There’s been growing concern on how COVID-19 could have significantly increased the chance of kids developing type 1 diabetes.
Based on latest research that analyzed electronic health records of over 1 million patients aged 18 and below, children infected with SARS-CoV-2 showed the next risk for type 1 diabetes.
“Incidence of new-onset type 1 diabetes increased in the course of the COVID-19 pandemic, and this increase has been related to SARS-CoV-2 infection,” the researchers wrote within the study published in JAMA Network Open.
Nevertheless, the team admitted that data for type 1 and a couple of diabetes incidence in pediatric COVID-19 patients weren’t separated, so it was not clear if SARS-CoV-2 infection indeed caused the increased risk in kids.
The cohort study simply assessed whether there had been a rise in latest diagnoses of type 1 diabetes amongst pediatric patients within the six months after their COVID infection.
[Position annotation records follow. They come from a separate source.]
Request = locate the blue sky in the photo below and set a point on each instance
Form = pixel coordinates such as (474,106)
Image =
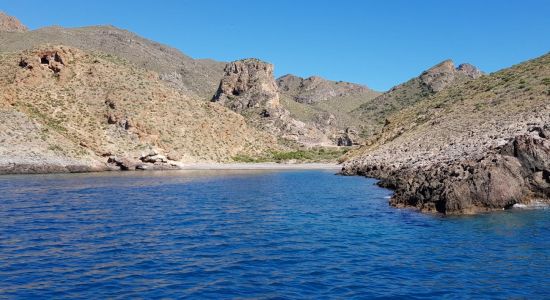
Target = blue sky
(377,43)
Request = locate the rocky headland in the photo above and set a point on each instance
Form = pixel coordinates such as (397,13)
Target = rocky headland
(479,145)
(452,140)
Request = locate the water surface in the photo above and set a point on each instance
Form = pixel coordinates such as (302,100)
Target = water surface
(254,234)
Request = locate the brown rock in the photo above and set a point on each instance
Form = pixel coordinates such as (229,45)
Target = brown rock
(11,24)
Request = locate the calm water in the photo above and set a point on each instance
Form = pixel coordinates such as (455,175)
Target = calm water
(254,234)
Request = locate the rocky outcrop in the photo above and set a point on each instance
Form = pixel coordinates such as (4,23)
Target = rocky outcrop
(315,89)
(445,73)
(248,87)
(10,24)
(248,84)
(373,114)
(61,108)
(478,146)
(193,77)
(517,172)
(348,137)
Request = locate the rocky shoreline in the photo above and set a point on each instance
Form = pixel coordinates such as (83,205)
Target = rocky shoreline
(22,169)
(517,172)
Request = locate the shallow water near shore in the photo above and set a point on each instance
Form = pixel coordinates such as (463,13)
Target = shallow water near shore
(254,234)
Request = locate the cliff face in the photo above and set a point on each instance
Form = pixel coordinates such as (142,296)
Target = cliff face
(373,114)
(475,146)
(195,77)
(84,111)
(248,87)
(10,24)
(315,89)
The findings showed a 72% increase in latest diagnoses of type 1 diabetes in COVID-19 patients 18 years old and below inside six months after infection.
“Type 1 diabetes is taken into account an autoimmune disease,” corresponding creator Pamela Davis was quoted by SciTechDaily as saying. “It occurs mostly since the body’s immune defenses attack the cells that produce insulin, thereby stopping insulin production and causing the disease.”
The Arline H. and Curtis F. Garvin Research Professor on the Case Western Reserve School of Medicine continued, “COVID has been suggested to extend autoimmune responses, and our present finding reinforces that suggestion.”
In keeping with Davis, their study suggests that families with a high risk of type 1 diabetes of their children must be looking out for possible symptoms after battling a COVID infection.
One other corresponding creator, Rong Xu, said further research is required at this point to establish the right way to take care of the increased risk and the right way to treat COVID-associated type 1 diabetes in kids.
“We’re also investigating possible changes in the event of type 2 diabetes in children following SARS-CoV-2 infection,” Xu added.
While type 1 diabetes is most typical in children, type 2 diabetes is often called “adult-onset diabetes” because it develops over time and is present in older patients who’ve change into proof against the consequences of insulin.